# 24 hour short ribs



## murraysmokin (Jan 29, 2017)

In each bag I put one short rib seasoned with salt & pepper, sprig of rosemary, crushed clove of garlic, tbs tomato paste, & a slpash of red wine.  Sealed the bags up & in the sous vide for 24 hrs. at 180...steained the cooking liquid skimmed the fat & reduced finished w/ salt & pepper & a splash of balsamic vinegar.   Put the short ribs in pan & about 10 minutes under the broiler.

Holy goodness.













20170128_163715.jpg



__ murraysmokin
__ Jan 29, 2017


















20170129_165226.jpg



__ murraysmokin
__ Jan 29, 2017


















20170129_165448.jpg



__ murraysmokin
__ Jan 29, 2017


----------



## bellaru (Jan 29, 2017)

Holy goodness indeed!
Looks great, nice work


----------



## murraysmokin (Jan 29, 2017)

Bellaru said:


> Holy goodness indeed!
> Looks great, nice work



Thanks that long cook on these was crazy, buttery melt in your mouth.


----------



## chopsaw (Jan 29, 2017)

Looks good . How was the texture of the meat ?


----------



## murraysmokin (Jan 29, 2017)

chopsaw said:


> Looks good . How was the texture of the meat ?

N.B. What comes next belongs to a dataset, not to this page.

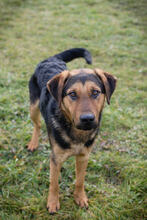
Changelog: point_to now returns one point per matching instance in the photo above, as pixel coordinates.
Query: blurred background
(115, 34)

The texture was great really tender almost buttery with the marbling in there...will def be done again.


----------



## SmokinAl (Jan 30, 2017)

About all I can say is WOW!

They look delicious!

Al


----------



## murraysmokin (Jan 30, 2017)

SmokinAl said:


> About all I can say is WOW!
> 
> They look delicious!
> 
> Al



Thanks Al they really did turn out good.


----------



## dirtsailor2003 (Jan 30, 2017)

Looks tasty! I have some beef ribs I have been thinking about doing. Not sure I'll Sous Vide them though.


----------



## murraysmokin (Jan 30, 2017)

dirtsailor2003 said:


> Looks tasty! I have some beef ribs I have been thinking about doing. Not sure I'll Sous Vide them though.



DS...i would normally braise them in the dutch oven but wanted to give this a go & am glad i did they were very good.  The juice made for a great reduction sauce.


----------



## smokeymose (Jan 31, 2017)

I keep lingering over the short ribs at the grocery. You've convinced me me to pick some up next time!


----------



## murraysmokin (Jan 31, 2017)

SmokeyMose said:


> I keep lingering over the short ribs at the grocery. You've convinced me me to pick some up next time!



Heck yeah these were on sale couldnt go wrong.


----------